College as a Place of Cultural Exposure and Exchange
Garza says he was pleased to see how easily Rice University’s alternative spring break program aligned with MAC’s work, but he said communication is vital.
“My advice for UnidosUS Affiliates who might want to do something like this would be to focus on pre-planning and have clear expected outcomes with the partnerships they currently hold,” he said.
Meanwhile Villa was grateful to see that the Rice University program had intentionally chosen a broad cross-section of socio-economic and cultural experiences, and that the students spoke very specifically about going away to college. She could relate because she was the first in her family to attend college, and going away to school made all the difference.
“My parents are farmworkers, I grew up in the community, and all of that, but if I hadn’t left, I probably would have continued in farm work and probably would have dropped out in the first semester,” said Villa, who, like some of the Rice University students, worried about being a minority at college. In fact, she found herself in the predominately White town of Pensacola, Florida for her studies at University of West Florida.
“Attending a university where less than 10% of students identified as Hispanic was an eye-opening experience for me,” she said. “As an undergrad, I quickly learned that many of my peers had never met a farmworker before, much less knew that they existed. This experience taught me to find my voice and use it to teach others about the farmworker community—my community. While I graduated years ago, I have maintained the friendships that came out of this experience and it’s good to hear the support that they have for the Latino community now,” Villa added.
On the other hand, Rice University student Avery Bullock might be White, but she didn’t arrive to college with all the privileges so often ascribed to that demographic group. She’s the first to attend college in her family, noting that her parents had her when they were teenagers, making hard for them to seek advanced degrees.
“I’m definitely a low-income student, and the only reason I was able to go here was because of scholarships,” she said. “It was not an easy ride.”
Growing up outside Fort Worth, Texas, she knew nothing of college readiness programs, so learning about MAC was an excellent opportunity to witness community engagement.
“Something as amazing as this could have a really big impact.

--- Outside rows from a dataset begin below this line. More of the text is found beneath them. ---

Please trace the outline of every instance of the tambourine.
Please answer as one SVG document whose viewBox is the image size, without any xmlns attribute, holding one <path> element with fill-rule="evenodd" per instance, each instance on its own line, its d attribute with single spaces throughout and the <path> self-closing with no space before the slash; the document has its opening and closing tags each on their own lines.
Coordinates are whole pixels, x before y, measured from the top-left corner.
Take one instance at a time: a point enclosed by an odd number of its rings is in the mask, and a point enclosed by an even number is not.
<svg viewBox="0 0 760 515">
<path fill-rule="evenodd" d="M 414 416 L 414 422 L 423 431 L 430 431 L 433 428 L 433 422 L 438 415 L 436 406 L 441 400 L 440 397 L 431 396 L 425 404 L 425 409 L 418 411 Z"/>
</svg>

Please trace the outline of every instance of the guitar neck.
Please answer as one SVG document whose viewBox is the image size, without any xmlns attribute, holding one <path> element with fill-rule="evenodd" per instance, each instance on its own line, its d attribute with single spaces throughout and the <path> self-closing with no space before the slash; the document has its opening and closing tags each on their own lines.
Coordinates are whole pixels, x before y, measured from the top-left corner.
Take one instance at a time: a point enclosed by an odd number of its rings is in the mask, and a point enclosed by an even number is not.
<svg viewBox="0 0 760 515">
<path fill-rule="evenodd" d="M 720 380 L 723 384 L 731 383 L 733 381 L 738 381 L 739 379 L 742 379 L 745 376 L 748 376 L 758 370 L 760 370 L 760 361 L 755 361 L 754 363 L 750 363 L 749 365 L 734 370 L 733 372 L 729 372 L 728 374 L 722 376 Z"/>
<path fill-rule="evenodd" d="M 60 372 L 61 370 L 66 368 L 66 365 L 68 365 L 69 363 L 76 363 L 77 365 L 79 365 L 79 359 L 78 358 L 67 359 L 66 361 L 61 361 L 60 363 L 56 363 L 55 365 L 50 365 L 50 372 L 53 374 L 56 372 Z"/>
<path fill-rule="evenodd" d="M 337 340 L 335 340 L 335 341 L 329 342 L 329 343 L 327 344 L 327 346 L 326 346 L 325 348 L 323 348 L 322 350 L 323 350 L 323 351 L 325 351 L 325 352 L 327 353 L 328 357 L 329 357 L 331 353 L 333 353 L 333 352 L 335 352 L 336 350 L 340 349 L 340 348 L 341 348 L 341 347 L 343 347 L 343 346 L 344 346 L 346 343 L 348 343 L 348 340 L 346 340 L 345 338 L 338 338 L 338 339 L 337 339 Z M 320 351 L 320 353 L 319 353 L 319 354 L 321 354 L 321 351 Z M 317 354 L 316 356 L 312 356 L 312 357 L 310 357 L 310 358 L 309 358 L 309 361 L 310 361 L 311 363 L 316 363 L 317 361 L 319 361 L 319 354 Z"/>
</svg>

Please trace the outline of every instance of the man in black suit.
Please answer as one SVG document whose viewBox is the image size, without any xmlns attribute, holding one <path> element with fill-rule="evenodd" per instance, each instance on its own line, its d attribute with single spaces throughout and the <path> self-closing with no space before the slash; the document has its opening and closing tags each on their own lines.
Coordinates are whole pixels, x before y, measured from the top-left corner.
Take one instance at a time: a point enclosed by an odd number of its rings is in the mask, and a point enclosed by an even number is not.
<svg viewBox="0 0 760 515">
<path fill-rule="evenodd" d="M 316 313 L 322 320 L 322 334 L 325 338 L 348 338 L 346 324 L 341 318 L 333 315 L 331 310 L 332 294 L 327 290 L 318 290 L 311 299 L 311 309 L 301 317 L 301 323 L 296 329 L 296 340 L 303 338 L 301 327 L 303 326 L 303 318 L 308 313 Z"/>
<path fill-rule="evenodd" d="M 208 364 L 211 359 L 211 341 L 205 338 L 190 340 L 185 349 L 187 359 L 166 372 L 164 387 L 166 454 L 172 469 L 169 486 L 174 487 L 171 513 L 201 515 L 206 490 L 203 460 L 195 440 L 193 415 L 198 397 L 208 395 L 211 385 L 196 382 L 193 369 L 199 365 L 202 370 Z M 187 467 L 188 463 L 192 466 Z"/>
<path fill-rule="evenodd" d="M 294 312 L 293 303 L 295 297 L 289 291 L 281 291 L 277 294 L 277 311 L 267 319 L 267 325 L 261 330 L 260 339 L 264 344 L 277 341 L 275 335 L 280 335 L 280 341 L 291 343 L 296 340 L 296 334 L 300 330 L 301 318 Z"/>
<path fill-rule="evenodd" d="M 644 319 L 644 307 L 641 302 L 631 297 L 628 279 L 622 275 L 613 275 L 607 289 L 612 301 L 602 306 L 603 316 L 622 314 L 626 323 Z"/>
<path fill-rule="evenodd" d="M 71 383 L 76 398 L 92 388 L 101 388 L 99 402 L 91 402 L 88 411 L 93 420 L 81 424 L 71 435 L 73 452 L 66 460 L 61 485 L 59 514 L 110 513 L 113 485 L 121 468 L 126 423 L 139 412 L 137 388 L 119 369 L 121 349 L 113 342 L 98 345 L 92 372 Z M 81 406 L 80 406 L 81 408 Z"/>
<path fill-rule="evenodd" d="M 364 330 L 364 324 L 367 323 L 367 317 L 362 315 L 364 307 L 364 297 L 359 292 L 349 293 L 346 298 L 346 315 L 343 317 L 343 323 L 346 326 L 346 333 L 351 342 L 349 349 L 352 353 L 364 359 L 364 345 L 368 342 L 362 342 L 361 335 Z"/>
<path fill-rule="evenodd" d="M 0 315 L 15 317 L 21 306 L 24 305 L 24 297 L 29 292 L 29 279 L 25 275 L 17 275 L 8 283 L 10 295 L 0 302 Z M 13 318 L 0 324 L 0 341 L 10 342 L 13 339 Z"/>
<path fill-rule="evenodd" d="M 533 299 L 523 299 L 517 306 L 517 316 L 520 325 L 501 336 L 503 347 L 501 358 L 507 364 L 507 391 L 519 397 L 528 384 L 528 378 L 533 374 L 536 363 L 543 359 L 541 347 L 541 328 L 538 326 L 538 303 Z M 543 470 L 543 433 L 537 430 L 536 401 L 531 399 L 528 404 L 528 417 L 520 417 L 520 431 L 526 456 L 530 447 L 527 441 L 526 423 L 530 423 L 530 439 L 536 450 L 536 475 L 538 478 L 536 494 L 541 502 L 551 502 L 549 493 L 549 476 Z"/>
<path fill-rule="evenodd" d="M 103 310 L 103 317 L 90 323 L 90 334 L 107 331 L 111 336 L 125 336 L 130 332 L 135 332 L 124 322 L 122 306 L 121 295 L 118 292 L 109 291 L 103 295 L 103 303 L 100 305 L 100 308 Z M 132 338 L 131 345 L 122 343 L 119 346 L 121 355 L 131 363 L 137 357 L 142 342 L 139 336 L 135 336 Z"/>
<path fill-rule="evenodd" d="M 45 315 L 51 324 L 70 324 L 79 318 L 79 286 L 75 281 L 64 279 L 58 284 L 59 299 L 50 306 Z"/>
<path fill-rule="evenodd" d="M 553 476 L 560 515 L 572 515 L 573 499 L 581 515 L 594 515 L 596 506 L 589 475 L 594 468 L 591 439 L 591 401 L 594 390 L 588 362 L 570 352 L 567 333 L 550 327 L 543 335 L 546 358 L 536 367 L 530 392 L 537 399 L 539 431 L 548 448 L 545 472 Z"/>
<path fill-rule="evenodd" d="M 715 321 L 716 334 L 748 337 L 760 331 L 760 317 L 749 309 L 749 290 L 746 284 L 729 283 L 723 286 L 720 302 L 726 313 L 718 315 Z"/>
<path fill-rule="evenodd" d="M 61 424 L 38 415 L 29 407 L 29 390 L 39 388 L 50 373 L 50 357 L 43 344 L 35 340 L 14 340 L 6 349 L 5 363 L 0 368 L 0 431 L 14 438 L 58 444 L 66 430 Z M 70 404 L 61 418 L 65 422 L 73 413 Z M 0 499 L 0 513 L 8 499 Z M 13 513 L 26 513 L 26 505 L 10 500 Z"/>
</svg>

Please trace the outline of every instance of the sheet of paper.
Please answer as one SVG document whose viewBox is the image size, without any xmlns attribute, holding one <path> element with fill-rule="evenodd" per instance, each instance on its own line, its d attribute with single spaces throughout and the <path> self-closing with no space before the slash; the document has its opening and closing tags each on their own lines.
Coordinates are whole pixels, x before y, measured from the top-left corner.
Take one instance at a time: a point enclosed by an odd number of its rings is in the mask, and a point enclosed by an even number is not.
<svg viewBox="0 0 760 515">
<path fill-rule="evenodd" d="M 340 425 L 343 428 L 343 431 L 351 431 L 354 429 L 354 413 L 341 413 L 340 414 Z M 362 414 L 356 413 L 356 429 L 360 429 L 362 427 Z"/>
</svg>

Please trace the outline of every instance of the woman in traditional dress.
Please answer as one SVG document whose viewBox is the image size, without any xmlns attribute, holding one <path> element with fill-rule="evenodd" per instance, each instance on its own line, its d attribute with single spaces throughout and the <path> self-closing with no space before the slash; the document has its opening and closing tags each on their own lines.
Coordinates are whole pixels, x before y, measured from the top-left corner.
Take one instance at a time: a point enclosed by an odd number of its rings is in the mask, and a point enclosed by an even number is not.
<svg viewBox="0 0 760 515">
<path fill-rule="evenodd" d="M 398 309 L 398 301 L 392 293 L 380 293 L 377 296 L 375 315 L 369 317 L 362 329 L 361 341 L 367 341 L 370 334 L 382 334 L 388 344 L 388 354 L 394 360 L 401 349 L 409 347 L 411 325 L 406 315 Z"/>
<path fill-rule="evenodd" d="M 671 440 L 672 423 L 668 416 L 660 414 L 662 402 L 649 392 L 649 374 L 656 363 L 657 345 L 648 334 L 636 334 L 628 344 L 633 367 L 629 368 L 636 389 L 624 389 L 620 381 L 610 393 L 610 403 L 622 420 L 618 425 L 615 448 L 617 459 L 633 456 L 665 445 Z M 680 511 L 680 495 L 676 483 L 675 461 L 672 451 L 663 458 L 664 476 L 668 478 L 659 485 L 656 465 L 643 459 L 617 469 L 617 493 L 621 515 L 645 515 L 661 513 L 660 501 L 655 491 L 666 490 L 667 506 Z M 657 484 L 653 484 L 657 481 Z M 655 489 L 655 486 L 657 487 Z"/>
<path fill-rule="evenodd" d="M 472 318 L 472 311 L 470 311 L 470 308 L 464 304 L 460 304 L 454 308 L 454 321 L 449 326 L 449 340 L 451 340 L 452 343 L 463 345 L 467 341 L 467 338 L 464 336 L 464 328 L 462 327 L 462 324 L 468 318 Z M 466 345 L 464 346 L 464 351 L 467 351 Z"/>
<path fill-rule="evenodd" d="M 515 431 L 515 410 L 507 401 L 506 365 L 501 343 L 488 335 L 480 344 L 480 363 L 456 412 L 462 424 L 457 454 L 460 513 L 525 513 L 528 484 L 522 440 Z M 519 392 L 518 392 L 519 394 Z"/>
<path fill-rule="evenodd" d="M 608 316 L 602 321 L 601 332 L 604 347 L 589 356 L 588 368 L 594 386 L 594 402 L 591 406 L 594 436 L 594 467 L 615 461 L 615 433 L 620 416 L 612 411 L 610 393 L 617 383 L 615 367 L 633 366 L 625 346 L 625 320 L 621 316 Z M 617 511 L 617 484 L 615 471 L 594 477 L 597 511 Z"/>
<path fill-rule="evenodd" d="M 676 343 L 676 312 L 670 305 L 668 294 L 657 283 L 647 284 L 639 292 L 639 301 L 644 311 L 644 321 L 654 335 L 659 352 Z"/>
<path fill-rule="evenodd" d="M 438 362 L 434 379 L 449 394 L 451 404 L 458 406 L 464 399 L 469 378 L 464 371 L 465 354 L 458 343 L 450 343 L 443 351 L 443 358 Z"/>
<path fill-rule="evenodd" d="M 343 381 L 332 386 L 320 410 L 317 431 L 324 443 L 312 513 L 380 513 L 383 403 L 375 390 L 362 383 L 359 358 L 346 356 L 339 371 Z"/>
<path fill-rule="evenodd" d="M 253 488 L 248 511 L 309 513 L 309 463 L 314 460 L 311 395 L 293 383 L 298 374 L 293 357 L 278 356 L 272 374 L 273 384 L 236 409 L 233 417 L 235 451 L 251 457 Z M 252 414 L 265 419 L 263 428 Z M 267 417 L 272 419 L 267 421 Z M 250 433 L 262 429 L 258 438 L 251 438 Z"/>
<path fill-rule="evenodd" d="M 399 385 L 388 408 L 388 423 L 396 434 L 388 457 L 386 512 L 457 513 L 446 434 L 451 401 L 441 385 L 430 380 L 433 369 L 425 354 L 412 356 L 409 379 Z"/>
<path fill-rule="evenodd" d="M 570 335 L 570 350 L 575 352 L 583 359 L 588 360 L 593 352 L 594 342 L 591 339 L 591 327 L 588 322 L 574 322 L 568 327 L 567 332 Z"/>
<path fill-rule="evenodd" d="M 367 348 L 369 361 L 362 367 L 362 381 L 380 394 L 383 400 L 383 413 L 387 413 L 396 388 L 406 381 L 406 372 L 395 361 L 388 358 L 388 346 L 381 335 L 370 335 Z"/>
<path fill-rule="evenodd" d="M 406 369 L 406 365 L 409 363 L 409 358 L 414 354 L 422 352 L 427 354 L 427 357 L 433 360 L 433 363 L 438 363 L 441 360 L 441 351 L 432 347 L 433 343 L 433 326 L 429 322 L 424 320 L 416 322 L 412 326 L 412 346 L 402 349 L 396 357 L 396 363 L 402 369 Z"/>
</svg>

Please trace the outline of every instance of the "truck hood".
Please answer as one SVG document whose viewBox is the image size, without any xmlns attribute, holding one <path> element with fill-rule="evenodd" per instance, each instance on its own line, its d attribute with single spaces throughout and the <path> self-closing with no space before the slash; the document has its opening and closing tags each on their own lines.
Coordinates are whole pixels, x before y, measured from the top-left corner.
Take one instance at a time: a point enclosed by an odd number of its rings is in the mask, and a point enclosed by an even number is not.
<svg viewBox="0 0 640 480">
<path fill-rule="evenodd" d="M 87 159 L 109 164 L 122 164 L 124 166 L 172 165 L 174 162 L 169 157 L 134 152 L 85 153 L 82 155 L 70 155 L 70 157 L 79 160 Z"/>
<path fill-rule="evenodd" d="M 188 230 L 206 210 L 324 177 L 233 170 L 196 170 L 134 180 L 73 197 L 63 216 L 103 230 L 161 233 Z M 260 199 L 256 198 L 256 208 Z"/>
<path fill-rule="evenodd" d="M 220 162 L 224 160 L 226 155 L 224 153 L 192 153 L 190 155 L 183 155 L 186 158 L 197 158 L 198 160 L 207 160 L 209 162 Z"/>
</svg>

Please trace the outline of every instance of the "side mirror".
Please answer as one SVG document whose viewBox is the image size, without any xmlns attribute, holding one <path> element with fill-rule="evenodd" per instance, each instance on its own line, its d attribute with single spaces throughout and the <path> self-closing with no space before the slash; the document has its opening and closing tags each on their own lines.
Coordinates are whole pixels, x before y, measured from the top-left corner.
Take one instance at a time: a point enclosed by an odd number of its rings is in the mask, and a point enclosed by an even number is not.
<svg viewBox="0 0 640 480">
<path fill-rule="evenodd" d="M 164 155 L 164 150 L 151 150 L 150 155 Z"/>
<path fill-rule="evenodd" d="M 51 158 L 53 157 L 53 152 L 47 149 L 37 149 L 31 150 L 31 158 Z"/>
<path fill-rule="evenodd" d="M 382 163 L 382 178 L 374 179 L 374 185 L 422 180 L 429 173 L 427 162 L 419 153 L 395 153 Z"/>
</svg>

I think that there are places all over that could benefit from these exact same kinds of services, and I wish more of them existed,” said Bullock, a freshman who is currently majoring in psychology. She’s also considering two minors: one in anthropology and the other in poverty, justice, and human capabilities.
For Rice University sociology major Nery Perez, the biggest lesson was how much more enlightening it is to engage in community fieldwork and exchange by tapping into local leaders and organizations like MAC.
“A lot of sociology is going into different communities and learning about how they work, the different interactions, and something really important I’ve learned during this trip is that me, being an outsider, I can’t do that by myself,” he said. “It’s about making sure we make personal connections.”